UniAV: Unified Audio-Visual Perception for Multi-Task Video Event Localization
Tiantian Geng, Teng Wang, Jinming Duan, Yanfu Zhang, Weili Guan, Feng Zheng, Ling shao
TL;DR
UniAV introduces a unified framework for joint temporal action localization, sound event detection, and audio-visual event localization in untrimmed videos. It combines unified audio-visual encoding with task-specific experts and a language-aware classifier to share knowledge across tasks while preserving task-specific insights, enabling open-set and cross-task localization via prompts. Across ActivityNet 1.3, DESED, and UnAV-100, UniAV achieves state-of-the-art or competitive results, outperforming single-task models and naive multi-task baselines, and also serves as effective pre-training for downstream single-task models. The approach highlights the value of multimodal sharing, prompt-driven category embeddings, and multi-scale temporal modeling for holistic video understanding with practical open-world capabilities.
Abstract
Video event localization tasks include temporal action localization (TAL), sound event detection (SED) and audio-visual event localization (AVEL).
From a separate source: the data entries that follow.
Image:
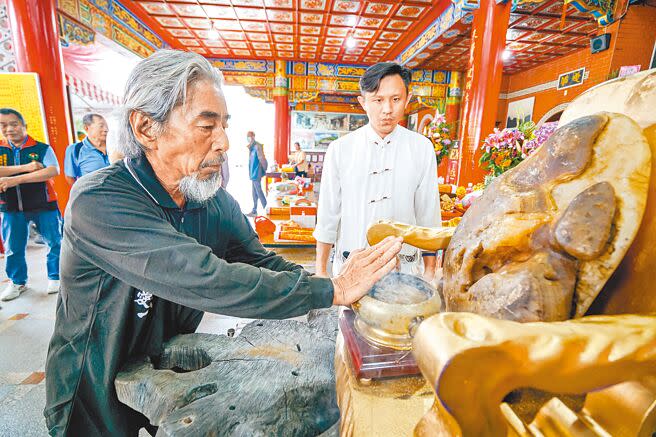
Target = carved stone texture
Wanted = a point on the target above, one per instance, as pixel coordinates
(543, 239)
(275, 379)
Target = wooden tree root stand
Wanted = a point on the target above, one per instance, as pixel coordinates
(275, 378)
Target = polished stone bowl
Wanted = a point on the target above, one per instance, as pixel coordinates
(395, 304)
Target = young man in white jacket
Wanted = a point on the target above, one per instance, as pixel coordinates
(380, 171)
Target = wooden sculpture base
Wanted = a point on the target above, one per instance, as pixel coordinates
(382, 408)
(373, 362)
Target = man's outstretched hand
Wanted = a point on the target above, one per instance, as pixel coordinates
(363, 269)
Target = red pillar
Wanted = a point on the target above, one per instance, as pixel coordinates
(36, 42)
(449, 166)
(282, 114)
(482, 86)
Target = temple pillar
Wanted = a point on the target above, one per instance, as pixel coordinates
(452, 115)
(482, 85)
(282, 113)
(36, 43)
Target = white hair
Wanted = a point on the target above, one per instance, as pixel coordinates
(156, 86)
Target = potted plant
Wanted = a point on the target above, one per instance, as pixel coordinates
(505, 149)
(439, 132)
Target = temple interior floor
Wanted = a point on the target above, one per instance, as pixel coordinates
(26, 325)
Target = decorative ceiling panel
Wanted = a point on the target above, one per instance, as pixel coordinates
(535, 36)
(379, 25)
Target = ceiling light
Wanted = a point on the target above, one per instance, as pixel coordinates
(212, 34)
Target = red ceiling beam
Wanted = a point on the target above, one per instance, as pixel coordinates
(419, 28)
(153, 24)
Existing methods tend to over-specialize on individual tasks, neglecting the equal importance of these different events for a complete understanding of video content. In this work, we aim to develop a unified framework to solve TAL, SED and AVEL tasks together to facilitate holistic video understanding. However, it is challenging since different tasks emphasize distinct event characteristics and there are substantial disparities in existing task-specific datasets (size/domain/duration). It leads to unsatisfactory results when applying a naive multi-task strategy. To tackle the problem, we introduce UniAV, a Unified Audio-Visual perception network to effectively learn and share mutually beneficial knowledge across tasks and modalities. Concretely, we propose a unified audio-visual encoder to derive generic representations from multiple temporal scales for videos from all tasks. Meanwhile, task-specific experts are designed to capture the unique knowledge specific to each task. Besides, instead of using separate prediction heads, we develop a novel unified language-aware classifier by utilizing semantic-aligned task prompts, enabling our model to flexibly localize various instances across tasks with an impressive open-set ability to localize novel categories. Extensive experiments demonstrate that UniAV, with its unified architecture, significantly outperforms both single-task models and the naive multi-task baseline across all three tasks. It achieves superior or on-par performances compared to the state-of-the-art task-specific methods on ActivityNet 1.3, DESED and UnAV-100 benchmarks.